ちょっと視界が開けたと思った途端、空気がズーンと重くなり、尋常でない寒む気が。冬の服装で小一時間歩いた、その背筋にゾゾゾと冷気が走り「これはまずい」。瞬時に思ったそうです。

と、前方に誰かが蹲って下を向いている。「うゎ」と思ってそそくさと通り過ぎようとしたけども、ひょっとして急病人でもしもの事が有ると、それも気分が悪かろう。

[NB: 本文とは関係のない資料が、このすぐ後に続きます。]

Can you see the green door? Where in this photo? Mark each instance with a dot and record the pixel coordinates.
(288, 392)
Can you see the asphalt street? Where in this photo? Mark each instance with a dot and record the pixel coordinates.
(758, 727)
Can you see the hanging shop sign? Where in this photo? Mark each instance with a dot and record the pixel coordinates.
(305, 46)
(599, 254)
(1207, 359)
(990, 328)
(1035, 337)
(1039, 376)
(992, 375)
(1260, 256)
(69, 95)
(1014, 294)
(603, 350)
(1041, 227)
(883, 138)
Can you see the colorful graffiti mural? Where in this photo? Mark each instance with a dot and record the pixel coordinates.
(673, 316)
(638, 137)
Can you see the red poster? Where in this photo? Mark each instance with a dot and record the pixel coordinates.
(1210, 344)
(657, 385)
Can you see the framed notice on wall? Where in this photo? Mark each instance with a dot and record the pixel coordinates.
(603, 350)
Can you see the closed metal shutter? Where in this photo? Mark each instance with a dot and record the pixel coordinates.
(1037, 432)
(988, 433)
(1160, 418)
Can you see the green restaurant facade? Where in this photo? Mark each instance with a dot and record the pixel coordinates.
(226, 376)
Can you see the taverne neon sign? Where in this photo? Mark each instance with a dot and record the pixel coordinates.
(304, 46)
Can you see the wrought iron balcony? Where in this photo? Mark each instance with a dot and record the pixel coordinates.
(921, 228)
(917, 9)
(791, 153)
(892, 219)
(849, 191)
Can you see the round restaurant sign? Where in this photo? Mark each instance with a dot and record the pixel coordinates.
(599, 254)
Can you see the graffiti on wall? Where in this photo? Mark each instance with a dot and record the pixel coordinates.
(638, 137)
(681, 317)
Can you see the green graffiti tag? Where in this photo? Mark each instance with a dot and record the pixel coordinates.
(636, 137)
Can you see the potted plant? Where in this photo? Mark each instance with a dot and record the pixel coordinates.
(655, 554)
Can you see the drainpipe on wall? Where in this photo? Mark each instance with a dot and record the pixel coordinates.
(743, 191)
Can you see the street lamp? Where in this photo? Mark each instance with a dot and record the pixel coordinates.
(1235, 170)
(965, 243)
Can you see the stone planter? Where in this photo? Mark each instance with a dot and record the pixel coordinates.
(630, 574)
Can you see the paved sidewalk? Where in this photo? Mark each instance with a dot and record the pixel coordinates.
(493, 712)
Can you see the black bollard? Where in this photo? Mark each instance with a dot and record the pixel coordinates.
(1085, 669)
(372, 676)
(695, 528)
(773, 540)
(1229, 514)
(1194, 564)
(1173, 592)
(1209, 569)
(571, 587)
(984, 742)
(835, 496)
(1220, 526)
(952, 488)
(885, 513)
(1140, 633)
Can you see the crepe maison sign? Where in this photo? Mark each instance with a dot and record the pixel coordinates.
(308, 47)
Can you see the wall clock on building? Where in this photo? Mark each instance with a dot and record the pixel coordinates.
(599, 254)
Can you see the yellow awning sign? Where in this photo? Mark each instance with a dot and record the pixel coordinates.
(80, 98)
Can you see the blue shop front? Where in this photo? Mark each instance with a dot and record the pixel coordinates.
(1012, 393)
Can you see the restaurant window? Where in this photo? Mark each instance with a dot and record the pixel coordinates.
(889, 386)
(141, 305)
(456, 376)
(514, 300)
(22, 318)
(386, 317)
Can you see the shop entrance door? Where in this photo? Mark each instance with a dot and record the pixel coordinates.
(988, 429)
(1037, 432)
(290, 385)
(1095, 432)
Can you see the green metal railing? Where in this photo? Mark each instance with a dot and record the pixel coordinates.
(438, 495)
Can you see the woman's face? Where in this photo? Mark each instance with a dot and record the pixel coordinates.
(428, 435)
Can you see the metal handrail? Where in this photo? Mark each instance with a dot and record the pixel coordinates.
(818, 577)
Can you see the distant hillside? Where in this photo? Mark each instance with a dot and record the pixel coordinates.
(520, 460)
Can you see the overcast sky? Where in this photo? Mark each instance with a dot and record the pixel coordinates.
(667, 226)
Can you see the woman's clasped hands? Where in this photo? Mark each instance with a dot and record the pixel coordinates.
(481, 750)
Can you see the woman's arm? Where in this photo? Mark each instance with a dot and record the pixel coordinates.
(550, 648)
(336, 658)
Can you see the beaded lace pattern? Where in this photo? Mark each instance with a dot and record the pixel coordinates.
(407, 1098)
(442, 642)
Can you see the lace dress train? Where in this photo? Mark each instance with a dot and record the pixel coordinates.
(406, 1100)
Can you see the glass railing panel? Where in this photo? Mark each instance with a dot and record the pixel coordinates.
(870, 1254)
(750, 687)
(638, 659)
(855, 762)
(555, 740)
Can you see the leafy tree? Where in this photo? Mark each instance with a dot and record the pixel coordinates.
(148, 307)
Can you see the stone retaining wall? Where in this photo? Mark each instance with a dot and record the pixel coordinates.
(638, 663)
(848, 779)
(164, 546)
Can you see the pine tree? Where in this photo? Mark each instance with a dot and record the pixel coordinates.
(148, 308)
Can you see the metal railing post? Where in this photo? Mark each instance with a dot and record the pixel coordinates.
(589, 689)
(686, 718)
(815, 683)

「大丈夫ですか?お気分が悪いんですか?」と覗き込もうとしたら、蹲っていた何かが顔をパッと上げて目が合う。
暗がりに真ん丸の大きな目玉が二つ、有り得ない大きさで爛々と光っていたそうです。

「ん、これは絶対に人間ではない。」、こんなに走ったことはあっただろうかと思うほどの速さで走り抜けたとのこと。


どうでしょう、ほぼ脚色無しの聞いたままですが、怖さを感じる文章は中々難しいです、書けないものですね。酒席での話しなのでご本人もどのくらい正確なお話か分かりません。何しろ話しが上手な人なので、場は大いに盛り上がり、というか冷えました。
この師匠、ご近所さんですので「今度の日曜、空いてる?場所を案内するから一緒に歩こうぜ」とお誘いが。

類話、というか怪談の定石は踏んでいるようで、民話では河童になるだろうし、冒頭のイラストは知ってる人は知っている”ドーバーデーモン”。宇宙人ではないかといわれる目撃談で提示されたもの。目撃者の属する文化圏で理解されやすいモノに置き換わりやすいですが、30年ほど前にも附近のW公園で目がテニスボール大に丸く輝くオカッパ少女の話が中高生の間でまことしやかにされていました。一部のグループだけかもしれませんが。このオカッパが30年経ってW公園からS公園に転居しているかもしれないと、ちょっと遠い目をして懐かしんでみました。

日頃より、怪力乱神を語らずという基本姿勢で(公人の立場では)いるつもりですが、近い人から近所の話しだったので、つい。